Pepe Rei, the editor of the Basque publication Ardibeltza, was taken to hospital last week after he suffered a heart attack. Pepe Rei has now been in prison for more than month a half, his fourth time in prison. In one of those previous imprisonments, Pepe was also hospitalised with heart problems.

He has had four bypass operations to date, so he doesn't have the best health to be kept in prison and to suffer all the consequences of this.

Rei was imprisoned on 19 January by the Spanish High Court, again acting on an accusation by Judge Baltasar Garzón after a massive media and political campaign aiming at closing the magazine he edits.

Rei is accused of working with ETA by providing information. The evidence used against him is that ETA has targeted some of the people he and Ardibeltza had written about and on this latest occasion the accusation has been focused on a video produced by the magazine.

Rei is in prison for ``collaboration with an armed organisation''. He has faced similar charges on previous occasions but has bever been convicted. Rei faces from two to four years' imprisonment without even having a proper trial.

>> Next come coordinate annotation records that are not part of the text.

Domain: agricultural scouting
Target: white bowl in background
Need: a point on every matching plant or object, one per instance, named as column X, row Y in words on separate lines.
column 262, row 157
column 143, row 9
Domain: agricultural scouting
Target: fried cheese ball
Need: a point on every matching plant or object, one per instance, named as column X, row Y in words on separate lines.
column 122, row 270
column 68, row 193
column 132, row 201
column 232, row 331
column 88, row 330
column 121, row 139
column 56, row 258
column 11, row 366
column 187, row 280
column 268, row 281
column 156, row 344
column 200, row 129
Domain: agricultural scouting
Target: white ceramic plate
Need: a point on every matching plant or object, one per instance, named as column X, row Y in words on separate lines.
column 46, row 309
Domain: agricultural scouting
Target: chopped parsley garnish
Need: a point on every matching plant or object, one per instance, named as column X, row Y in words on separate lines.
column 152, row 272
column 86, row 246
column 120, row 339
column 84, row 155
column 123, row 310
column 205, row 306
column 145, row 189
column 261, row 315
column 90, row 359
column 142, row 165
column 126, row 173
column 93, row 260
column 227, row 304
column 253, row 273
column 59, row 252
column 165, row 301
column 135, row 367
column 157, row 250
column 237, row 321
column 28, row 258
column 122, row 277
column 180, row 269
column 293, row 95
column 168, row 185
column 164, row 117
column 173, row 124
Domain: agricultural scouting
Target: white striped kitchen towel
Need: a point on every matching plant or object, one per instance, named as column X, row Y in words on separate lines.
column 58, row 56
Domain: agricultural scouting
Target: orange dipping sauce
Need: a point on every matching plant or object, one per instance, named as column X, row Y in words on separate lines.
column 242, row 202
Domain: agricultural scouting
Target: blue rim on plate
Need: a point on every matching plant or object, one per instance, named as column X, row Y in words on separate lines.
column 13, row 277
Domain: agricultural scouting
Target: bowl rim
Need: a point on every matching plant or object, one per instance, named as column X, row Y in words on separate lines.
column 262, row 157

The real reason behind the campaign against Ardibeltza and its editor is related to the magazine's editorial agenda. It is committed to uncovering corruption, injustice and violations of human rights within the establishment, politicians, institutions and armed forces. Pepe Rei was the director of the research department of the Basque daily newspaper Egin, which was proscribed by the Spanish government in 1998. While working for this paper, Pepe Rei was the victim of a malicious propoganda campaign, and suffered imprisonment and even death threats from the police. His present imprisonment should be viewed against this backdrop and as part of the systematic and arbitrary repression taking place in the Basque Country, particularly since the ending of ETA's ceasefire.